In the course of preparing for the Wonderland burlesque number this weekend, we've been looking at quite a few adaptations.
Some are better (or at least more nostalgic) than you'd expect, while some
dollar-store versions are virtually unwatchable (if incongruously well cast--that cinematic abortion is a cast of nobodies, plus Michael Crawford, Dudley Moore, and Peter Sellers). We've also been looking at the design and plot of the Tim Burton version that opens in two weeks. Most folks I know are excited for it... But I'm really, really skeptical.
It's just-- It's just too much Tim Burton.
See, as much as we're supposed to hate the commercialization of art, and the compromises that go into making it marketable, I honestly tend to think artists of all stripes do their best work when their passions and voices are in conflict with some other force, be it a collaborator or a market. When an artist has free rein to just do whatever he wants, the work tends to get self indulgent and its quality suffers.
Look at John Lennon. I like some of his post-Beatles work, but it's overwhelmingly "LOOK AT MY ARTNESS", and honestly not all that good. In any case, it can't measure up to the work he produced when he and McCartney were aggravating each other with their barely-compatible voices.
Hell, take
Shakespeare. It's an enduring myth that Willie was the kind of genius whose very touch made plays turn to gold, but boy howdy, it ain't so. His greatest plays truly are great, and were all written with an extremely delicate balance of pleasing his inspiring-fucking-muse, pleasing whatever monarch was currently warming the throne, and pleasing his market, which ran an economic range from "tries to kill enough rats for a dinner" to "queen". That's a hell of a lot of compromises to his Pure Artistic Soul, and the result is Hamlet, King Lear, Macbeth, Richard 3, R&J, The Tempest, Julius Caesar, Othello... So if compromises kill Pure Art, imagine what Bill could've done with a free hand, amiright?

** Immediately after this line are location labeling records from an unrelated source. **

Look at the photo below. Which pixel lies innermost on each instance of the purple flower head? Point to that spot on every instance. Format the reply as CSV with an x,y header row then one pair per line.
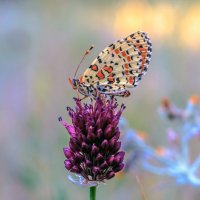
x,y
93,153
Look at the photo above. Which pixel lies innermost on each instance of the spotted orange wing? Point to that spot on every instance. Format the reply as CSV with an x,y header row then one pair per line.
x,y
121,65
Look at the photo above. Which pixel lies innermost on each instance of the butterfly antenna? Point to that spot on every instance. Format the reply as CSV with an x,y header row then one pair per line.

Try reading Love's labour's Lost sometime. I
dare ya. It's a play written by an intellectual playwright for an audience of intellectuals who appreciated intellectual playwrights. And today, it's one of Shakespeare's least-performed plays. For good reason, too: the wordplay is nearly impenetrable, and much of it is in dead languages. Hell, there are "jokes" that require you to decline Latin nouns just to get to the pun, all for the sake of a dick joke.
Compare with Tim Burton. Tastes differ, but I have few complaints about Beetlejuice, Edward Scissorhands, Batman, Mars Attacks, or Ed Wood, or even Peewee's Big Adventure. They generally had a strong "voice" of dissatisfied freakness, but it was moderated by the need to make a profitable movie. As time's gone on, though, it's like Burton ran out of people willing to tell him "no". I liked Sweeney Todd, but sweet Jesus somebody should've stepped in to insist Johnny Depp get some singing lessons. Charlie and the Chocolate Factory went so over the top it was embarassing, and did anybody who doesn't live in Hot Topic actually see Corpse Bride?
All of his films seem to be turning into Tim Burton, the Motion Picture, and Alice looks like it's gonna be another step down that road. It's an inherent risk of the kind of success that gives you a guaranteed audience.
[Not to say the alternative is better; if the "market forces" control a work completely, that'll probably suck too. Even most people who know their Shakespeare tend not to have seen The Merry Wives of Windsor. That play's market forces boiled down to a queen saying "I want a new Falstaff play by next Saturday".]